Saturday, May 15, 2010

Dinosaur Land

My oldest son, Gabe, is obsessed with dinosaurs.  This obsession hasn't been one of those fleeting fascinations of childhood.  He started favoring dinosaurs over trains and cars at the age of three.  Now, at the age of seven, he has a laundry basket full of toy dinosaurs.  An easy third of our children's book library features dinosaurs.  His favorite activity is to sit drawing dinosaurs (sometimes with labels regarding when and where they lived and what they ate). 

Gabe is a walking dinosaur encyclopedia.

Two years ago, in some forgotten visitor's center, Gabe spotted a brochure for Dinosaur Land in White Post, Virginia (near Front Royal).  The colorful brochure portrayed life-sized models of dinosaurs in a shady park setting.  He carried that glossy paper around until it disintegrated. 
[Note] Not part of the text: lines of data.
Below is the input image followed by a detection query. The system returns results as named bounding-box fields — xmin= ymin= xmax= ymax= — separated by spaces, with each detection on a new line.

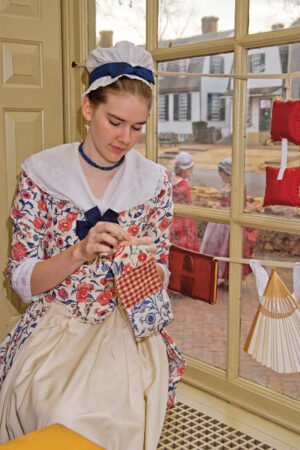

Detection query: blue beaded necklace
xmin=78 ymin=142 xmax=125 ymax=170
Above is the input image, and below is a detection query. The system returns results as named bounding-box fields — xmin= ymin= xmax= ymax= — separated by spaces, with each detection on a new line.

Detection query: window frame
xmin=142 ymin=0 xmax=300 ymax=431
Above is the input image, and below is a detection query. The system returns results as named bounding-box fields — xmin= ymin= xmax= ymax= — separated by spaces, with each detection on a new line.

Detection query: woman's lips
xmin=111 ymin=145 xmax=125 ymax=153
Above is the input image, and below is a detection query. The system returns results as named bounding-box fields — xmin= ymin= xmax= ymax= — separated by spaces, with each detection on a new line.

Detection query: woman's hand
xmin=75 ymin=222 xmax=132 ymax=262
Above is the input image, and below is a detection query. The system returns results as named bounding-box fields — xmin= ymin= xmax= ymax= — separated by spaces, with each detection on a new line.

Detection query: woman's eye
xmin=109 ymin=120 xmax=120 ymax=127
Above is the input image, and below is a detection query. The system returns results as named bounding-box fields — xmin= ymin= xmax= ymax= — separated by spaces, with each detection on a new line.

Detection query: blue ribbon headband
xmin=89 ymin=62 xmax=155 ymax=85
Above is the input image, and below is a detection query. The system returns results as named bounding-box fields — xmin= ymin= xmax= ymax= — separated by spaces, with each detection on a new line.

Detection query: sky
xmin=96 ymin=0 xmax=300 ymax=44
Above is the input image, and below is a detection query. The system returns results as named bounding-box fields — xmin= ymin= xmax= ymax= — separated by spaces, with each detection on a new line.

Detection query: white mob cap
xmin=175 ymin=152 xmax=194 ymax=170
xmin=218 ymin=158 xmax=232 ymax=175
xmin=83 ymin=41 xmax=154 ymax=96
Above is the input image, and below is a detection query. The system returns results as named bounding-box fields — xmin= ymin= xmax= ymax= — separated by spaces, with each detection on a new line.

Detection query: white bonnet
xmin=83 ymin=41 xmax=154 ymax=96
xmin=175 ymin=152 xmax=194 ymax=170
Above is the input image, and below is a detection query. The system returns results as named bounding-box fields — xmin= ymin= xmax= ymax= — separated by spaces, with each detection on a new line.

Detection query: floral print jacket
xmin=0 ymin=171 xmax=185 ymax=406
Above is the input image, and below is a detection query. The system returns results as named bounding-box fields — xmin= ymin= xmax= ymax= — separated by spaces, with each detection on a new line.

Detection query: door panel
xmin=0 ymin=0 xmax=63 ymax=339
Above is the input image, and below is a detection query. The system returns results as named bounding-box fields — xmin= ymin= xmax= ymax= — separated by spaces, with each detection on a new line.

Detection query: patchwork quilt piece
xmin=112 ymin=245 xmax=173 ymax=341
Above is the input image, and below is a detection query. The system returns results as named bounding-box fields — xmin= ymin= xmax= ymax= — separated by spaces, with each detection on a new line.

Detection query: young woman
xmin=0 ymin=42 xmax=184 ymax=450
xmin=171 ymin=152 xmax=199 ymax=252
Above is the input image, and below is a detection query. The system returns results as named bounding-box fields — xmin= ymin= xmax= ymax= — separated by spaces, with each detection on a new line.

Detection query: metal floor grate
xmin=157 ymin=402 xmax=276 ymax=450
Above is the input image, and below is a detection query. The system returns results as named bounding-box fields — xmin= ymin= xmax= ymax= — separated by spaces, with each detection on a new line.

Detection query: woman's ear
xmin=81 ymin=96 xmax=94 ymax=122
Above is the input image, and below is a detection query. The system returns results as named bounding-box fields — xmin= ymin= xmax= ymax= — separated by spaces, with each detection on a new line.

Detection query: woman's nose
xmin=119 ymin=127 xmax=130 ymax=144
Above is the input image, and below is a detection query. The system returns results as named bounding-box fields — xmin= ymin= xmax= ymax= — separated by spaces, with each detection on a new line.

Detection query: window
xmin=246 ymin=97 xmax=252 ymax=127
xmin=248 ymin=53 xmax=266 ymax=73
xmin=158 ymin=95 xmax=169 ymax=122
xmin=207 ymin=93 xmax=225 ymax=122
xmin=209 ymin=55 xmax=224 ymax=73
xmin=173 ymin=92 xmax=191 ymax=121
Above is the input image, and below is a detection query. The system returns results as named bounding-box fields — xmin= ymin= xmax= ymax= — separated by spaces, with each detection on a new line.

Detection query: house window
xmin=158 ymin=95 xmax=169 ymax=122
xmin=209 ymin=55 xmax=224 ymax=73
xmin=173 ymin=92 xmax=191 ymax=121
xmin=207 ymin=93 xmax=225 ymax=122
xmin=248 ymin=53 xmax=266 ymax=73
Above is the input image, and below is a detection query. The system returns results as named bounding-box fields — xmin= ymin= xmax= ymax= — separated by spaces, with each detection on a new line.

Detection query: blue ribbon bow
xmin=90 ymin=62 xmax=155 ymax=85
xmin=76 ymin=206 xmax=119 ymax=241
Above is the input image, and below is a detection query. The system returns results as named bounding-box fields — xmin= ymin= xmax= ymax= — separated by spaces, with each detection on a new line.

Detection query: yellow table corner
xmin=0 ymin=423 xmax=105 ymax=450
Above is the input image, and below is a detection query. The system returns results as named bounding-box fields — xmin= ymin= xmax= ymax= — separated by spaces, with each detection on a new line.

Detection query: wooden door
xmin=0 ymin=0 xmax=63 ymax=340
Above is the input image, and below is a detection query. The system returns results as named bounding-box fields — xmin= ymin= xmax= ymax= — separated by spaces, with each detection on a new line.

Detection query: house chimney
xmin=202 ymin=16 xmax=219 ymax=34
xmin=271 ymin=23 xmax=284 ymax=31
xmin=99 ymin=30 xmax=114 ymax=48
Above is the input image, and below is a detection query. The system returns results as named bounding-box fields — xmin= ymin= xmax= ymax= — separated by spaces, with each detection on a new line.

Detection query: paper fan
xmin=244 ymin=268 xmax=300 ymax=373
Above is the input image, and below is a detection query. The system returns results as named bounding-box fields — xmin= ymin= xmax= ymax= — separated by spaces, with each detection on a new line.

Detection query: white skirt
xmin=0 ymin=303 xmax=169 ymax=450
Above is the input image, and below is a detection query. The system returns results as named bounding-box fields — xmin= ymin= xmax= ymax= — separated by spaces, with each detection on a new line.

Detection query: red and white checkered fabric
xmin=117 ymin=260 xmax=164 ymax=309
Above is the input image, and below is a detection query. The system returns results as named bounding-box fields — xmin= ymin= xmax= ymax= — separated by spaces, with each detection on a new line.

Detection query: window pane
xmin=96 ymin=0 xmax=146 ymax=47
xmin=240 ymin=228 xmax=300 ymax=399
xmin=249 ymin=0 xmax=300 ymax=33
xmin=245 ymin=44 xmax=300 ymax=219
xmin=168 ymin=217 xmax=228 ymax=369
xmin=158 ymin=53 xmax=233 ymax=209
xmin=158 ymin=0 xmax=235 ymax=47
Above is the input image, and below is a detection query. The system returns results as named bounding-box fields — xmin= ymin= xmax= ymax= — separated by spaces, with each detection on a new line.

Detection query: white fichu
xmin=244 ymin=260 xmax=300 ymax=373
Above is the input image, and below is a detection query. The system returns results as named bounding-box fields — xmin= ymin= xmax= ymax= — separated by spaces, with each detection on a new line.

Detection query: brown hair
xmin=87 ymin=77 xmax=153 ymax=111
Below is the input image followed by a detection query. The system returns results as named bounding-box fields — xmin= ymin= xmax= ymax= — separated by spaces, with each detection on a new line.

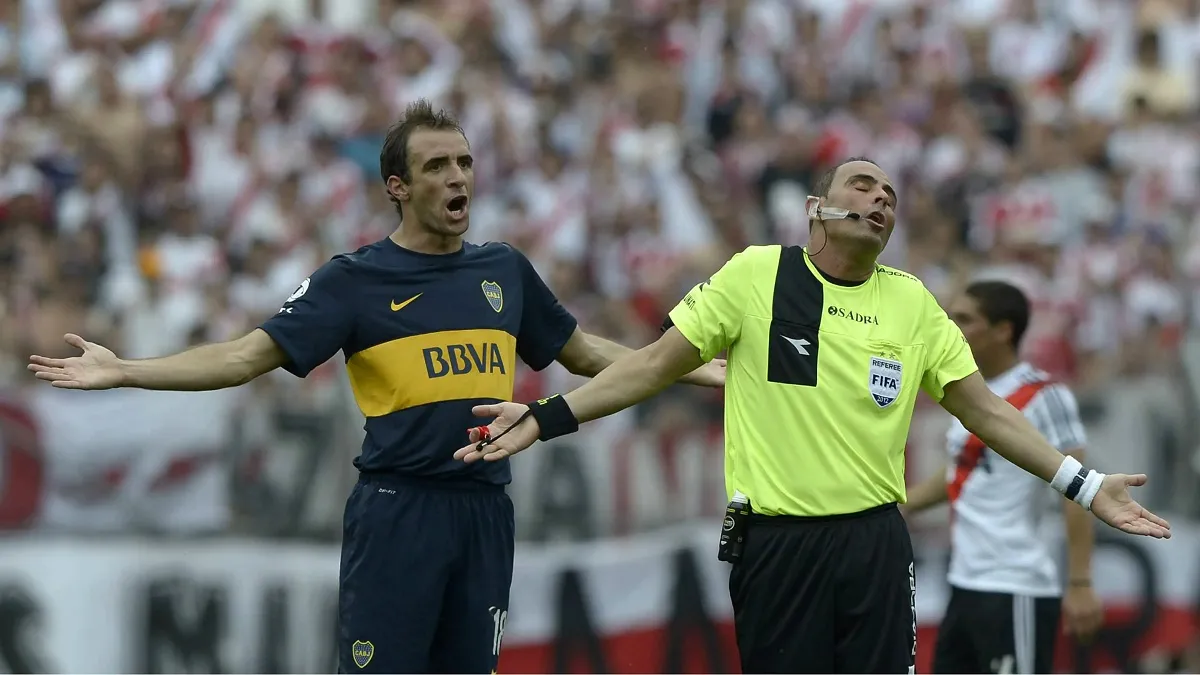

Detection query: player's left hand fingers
xmin=1117 ymin=518 xmax=1171 ymax=539
xmin=454 ymin=441 xmax=484 ymax=464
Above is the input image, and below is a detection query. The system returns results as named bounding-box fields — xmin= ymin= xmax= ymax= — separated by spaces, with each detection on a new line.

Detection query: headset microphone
xmin=809 ymin=197 xmax=863 ymax=220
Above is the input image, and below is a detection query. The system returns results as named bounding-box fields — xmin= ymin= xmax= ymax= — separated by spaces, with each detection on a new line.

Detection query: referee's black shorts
xmin=730 ymin=504 xmax=917 ymax=674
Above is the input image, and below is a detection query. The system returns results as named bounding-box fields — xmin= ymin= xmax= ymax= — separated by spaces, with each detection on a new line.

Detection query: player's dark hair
xmin=379 ymin=98 xmax=466 ymax=216
xmin=966 ymin=281 xmax=1030 ymax=350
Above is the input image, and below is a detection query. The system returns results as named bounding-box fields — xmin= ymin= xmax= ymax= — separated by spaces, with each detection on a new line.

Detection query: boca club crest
xmin=868 ymin=357 xmax=904 ymax=408
xmin=480 ymin=281 xmax=504 ymax=313
xmin=350 ymin=640 xmax=374 ymax=668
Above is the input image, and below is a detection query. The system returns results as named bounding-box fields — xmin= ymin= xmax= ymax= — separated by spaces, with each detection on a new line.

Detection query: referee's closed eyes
xmin=456 ymin=159 xmax=1170 ymax=673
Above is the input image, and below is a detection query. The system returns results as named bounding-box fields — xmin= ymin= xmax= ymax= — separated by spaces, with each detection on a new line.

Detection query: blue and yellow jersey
xmin=259 ymin=239 xmax=576 ymax=484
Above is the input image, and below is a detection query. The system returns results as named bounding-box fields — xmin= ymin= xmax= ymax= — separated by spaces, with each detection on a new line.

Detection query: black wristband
xmin=529 ymin=394 xmax=580 ymax=441
xmin=1063 ymin=466 xmax=1087 ymax=501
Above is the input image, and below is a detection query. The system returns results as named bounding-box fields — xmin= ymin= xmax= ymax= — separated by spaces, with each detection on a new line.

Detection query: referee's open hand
xmin=1092 ymin=473 xmax=1171 ymax=539
xmin=454 ymin=402 xmax=541 ymax=464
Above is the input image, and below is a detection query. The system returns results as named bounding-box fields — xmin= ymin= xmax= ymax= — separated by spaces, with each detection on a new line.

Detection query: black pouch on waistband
xmin=716 ymin=497 xmax=752 ymax=565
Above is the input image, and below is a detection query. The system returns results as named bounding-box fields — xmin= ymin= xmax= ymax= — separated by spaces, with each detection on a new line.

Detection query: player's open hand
xmin=1092 ymin=473 xmax=1171 ymax=539
xmin=28 ymin=333 xmax=121 ymax=389
xmin=1062 ymin=585 xmax=1104 ymax=644
xmin=454 ymin=402 xmax=541 ymax=464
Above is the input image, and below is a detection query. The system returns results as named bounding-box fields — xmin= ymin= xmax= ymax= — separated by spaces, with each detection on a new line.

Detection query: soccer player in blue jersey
xmin=29 ymin=101 xmax=725 ymax=673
Even without the brochure, Gabe occasionally asked to visit the park, but I was intimidated by the two-hour drive in our old van.  Now, with a new car and kids who are veteran day trippers, I figured it was time.

We opted for the scenic route instead of the dreaded Capitol Beltway. It took us one hour and 45 minutes.  We played Auto Bingo and listened to the Beatles. We saw a train being pulled by four engines. We drove through Harper's Ferry (Matt wants to go back and hike to the top of the cliff on the Maryland side.  I may regret saying we could).

Just at the point we were all getting a little anxious and tired of being in the car, Dinosaur Land came into view.  It's a small park featuring 37 fiberglass dinosaurs built to various scale.  We paid our admission ($4 for children 2-10 years old, $5 for those 11 and older).

A quick glance at the creatures in the park (which include a giant shark, octopus, and King Kong) made me a little nervous.  Gabe sometimes refers to himself as a paleontologist. He has little patience when I mispronounce "Gigantosaurus" and can't pass the dino-related quizzes he gives me.  Here we were at Dinosaur Land and not all the creatures in the park were life-sized or all that accurately portrayed. Some needed a new coat of paint.

Not to fear.  He and his brother LOVED it.  We walked the path three times.

Each display had a sign providing the dinosaur's name and a little bit about them.  Gabe supplied us with any additional details he felt were needed.

Gabe's favorite dinosaur has always been T. Rex.  Matt prefers Triceratops because he ate plants. 

"I don't like dinosaurs who want to eat me."

A very good point.

Even following the lead of an obsessed, self-proclaimed paleontologist, we spent just over an hour at the park.  That included time in the impressive gift shop (more Auto Bingo cards!). Fortunately, in planning this trip, I called a friend who lives nearby and was forewarned of this possibility.  My friend recommended a nice community park in Front Royal where we had a picnic, played catch, and made use of an amazing playground.

We lost count of the brown park signs we passed on our drive and decided to do some exploring and maybe some camping in the future.  Matt and I did most of this future planning.

The paleontologist slept all the way home.